A crise da Venezuela se agudiza. A posição do
governo brasileiro, pautada por incabíveis questões ideológicas, é errônea e
poderá acarretar graves danos ao Brasil, nem tanto econômicos, mas,
eminentemente políticos. Em suma, o Brasil pode deixar de exercer forte
liderança e de ser o mediador privilegiado de conflitos entre países
sul-americanos, para se tornar mero vassalo dos norte-americanos na América do
Sul. Aliás, repita-se, a America Latina não desperta quase nenhum interesse por
parte dos EUA, salvo a Venezuela que detém uma das maiores reservas de petróleo
do planeta. Lembre-se novamente que países não têm amigos, mas, interesses. Foi
por isso que, na Guerra das Malvinas, em 1982, o governo dos Estados Unidos da
América fez tábula rasa da vetusta doutrina Monroe (“América para americanos”)

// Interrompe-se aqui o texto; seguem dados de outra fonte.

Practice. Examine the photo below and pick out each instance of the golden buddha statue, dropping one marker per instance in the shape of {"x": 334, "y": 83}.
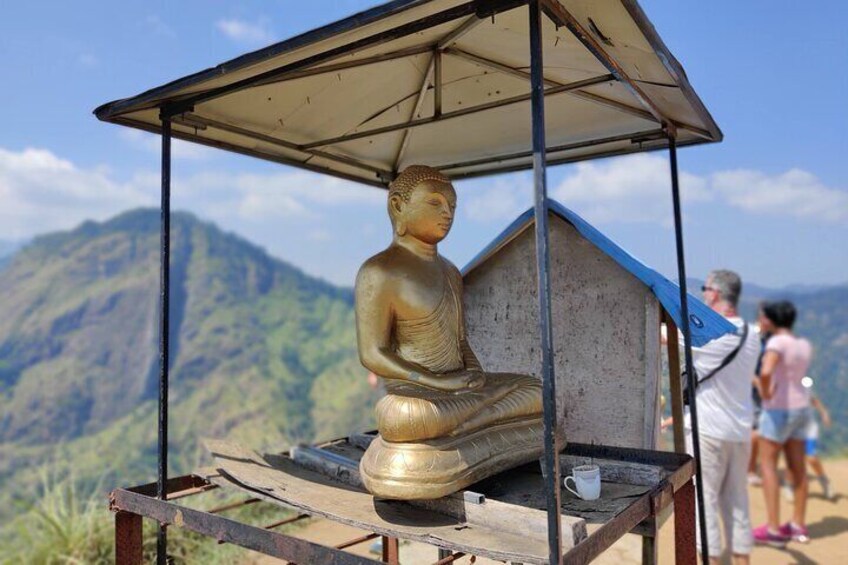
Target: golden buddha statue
{"x": 444, "y": 423}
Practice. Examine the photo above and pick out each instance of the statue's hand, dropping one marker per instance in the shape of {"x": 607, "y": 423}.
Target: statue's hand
{"x": 453, "y": 382}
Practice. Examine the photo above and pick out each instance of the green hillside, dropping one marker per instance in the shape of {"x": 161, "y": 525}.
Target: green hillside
{"x": 260, "y": 352}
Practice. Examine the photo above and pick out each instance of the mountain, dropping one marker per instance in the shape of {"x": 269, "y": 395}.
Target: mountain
{"x": 260, "y": 352}
{"x": 7, "y": 249}
{"x": 823, "y": 319}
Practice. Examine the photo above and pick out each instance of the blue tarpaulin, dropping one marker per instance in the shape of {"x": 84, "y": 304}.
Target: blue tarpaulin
{"x": 705, "y": 323}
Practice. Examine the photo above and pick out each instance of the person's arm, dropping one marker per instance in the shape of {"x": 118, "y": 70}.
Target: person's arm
{"x": 374, "y": 318}
{"x": 770, "y": 360}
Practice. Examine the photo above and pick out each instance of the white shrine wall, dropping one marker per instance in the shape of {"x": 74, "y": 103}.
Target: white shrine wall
{"x": 605, "y": 331}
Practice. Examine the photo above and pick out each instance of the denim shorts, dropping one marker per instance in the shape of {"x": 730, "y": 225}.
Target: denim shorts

e apoiou a Grã-Bretanha contra a Argentina.
Sem dúvida, Maduro tem fortes pendores
antidemocráticos e antirrepublicanos, mas, é ilusão pensar que a despeito de
todos os percalços econômicos e políticos por que passa o seu país, que ele não
tem o apoio da maioria da população venezuelana e o mais importante:
contabiliza em seu favor as forças armadas que, diante dos esbirros
intervencionistas de Donald Trump, que também instrumentaliza os vizinhos
Brasil e Colômbia, tende a se unir mais em torno de Maduro por simples ‘impulso
nacionalista’. Neste momento, somente ocorreria uma queda de Maduro se os
militares fossem divididos.
Outro fator de enorme preocupação é o aparecimento,
na América do Sul, de três grandes aliados internacionais de Maduro - Rússia,
China e Turquia - que poderá garantir um equilíbrio de forças. Se o cenário da
Venezuela continuar a evoluir para confrontos armados externo, é quase certo
que russos e chineses vão ‘bancar’ a máquina de guerra venezuelana, a exemplo
do que, hoje, ocorre na Síria, onde a aliança militar do ditador Bashar Hafez
al-Assad com Moscou não apenas tem garantido sua permanência no poder, mas,
proporcionado-lhe importantes vitórias militares.

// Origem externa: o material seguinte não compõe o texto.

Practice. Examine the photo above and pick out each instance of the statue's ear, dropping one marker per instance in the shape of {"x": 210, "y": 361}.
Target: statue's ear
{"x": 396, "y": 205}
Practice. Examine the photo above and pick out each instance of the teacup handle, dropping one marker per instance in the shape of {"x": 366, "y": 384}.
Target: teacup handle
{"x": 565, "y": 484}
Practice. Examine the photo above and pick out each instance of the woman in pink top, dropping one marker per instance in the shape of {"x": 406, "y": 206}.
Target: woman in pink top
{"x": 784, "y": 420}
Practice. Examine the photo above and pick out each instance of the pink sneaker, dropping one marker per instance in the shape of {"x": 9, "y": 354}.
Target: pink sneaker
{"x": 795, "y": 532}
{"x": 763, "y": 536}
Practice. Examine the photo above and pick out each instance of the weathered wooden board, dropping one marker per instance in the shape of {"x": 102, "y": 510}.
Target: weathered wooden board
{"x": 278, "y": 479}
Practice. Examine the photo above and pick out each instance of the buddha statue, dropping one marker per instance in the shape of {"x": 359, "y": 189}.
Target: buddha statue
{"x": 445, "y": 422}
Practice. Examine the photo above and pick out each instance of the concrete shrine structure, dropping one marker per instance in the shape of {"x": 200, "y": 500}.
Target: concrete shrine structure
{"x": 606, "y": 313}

Doutra parte, merece frisar o quão ridículo tem
sido o reconhecimento por vários Estados do governo de Juan Guaidó, o tal
“presidente encarregado” da Venezuela, segundo o ministro brasileiro Ernesto
Araújo. Ora, é bem certo que não se pode dizer que Nicolás Maduro seja um
ditador, como vocifera a imprensa de muitos países ocidentais, inclusive, a do
Brasil. Embora a base legal da sua eleição e outras piruetas jurídicas de que
tem lançado mão mereçam veementes restrições, fato é que Henri Falcón,
candidato da oposição que obteve 21% dos votos válidos (equivalente a
1.820.000) não apenas participou do processo eleitoral como igualmente deu-lhe
validade, mesmo que não tenha reconhecido a vitória do seu adversário.
Aliás, a exigência maior dos países da União
Europeia é a realização de novas eleições, cuja aceitação poderá ser a carta na
manga de Maduro, para baixar a temperatura política. E o mais inusitado poderá
ocorrer: um processo eleitoral ‘clean’, democrático e supervisando por
entidades internacionais confiáveis e com a presença de observadores do mundo
inteiro, certamente terá Maduro como vencedor, caso seja candidato. Goste-se ou
não dele, mas, ainda é lastimavelmente a grande liderança política venezuelana.
E aí, como fica? Haverá um impasse mais profundo, a ser resolvido pelas armas.
Nada disso existiria, contudo, fosse respeitado o
direito de autodeterminação do povo da Venezuela e banida qualquer modalidade
de intervenção externa, humanitária ou interesseira, naquele país. São os
venezuelanos que devem resolver os seus problemas, aconselha o sensato
vice-presidente do Brasil, general Mourão. Mesmo porque é sabido que um
conflito armado naquela região amazônica pode afetar todo o Cone Sul. E ninguém
pense que sairá fácil e ileso de uma aventura naquelas selvas, que podem ser um
pântano tão perigoso quanto foi o aparentemente frágil Vietnã, há seis décadas,
quando a maior máquina de guerra do planeta foi fragorosamente derrotada por
homenzinhos que portava pontiagudos talos de bambu. É a História a dar lições.
Paulo Linhares é advogado e professor universitário.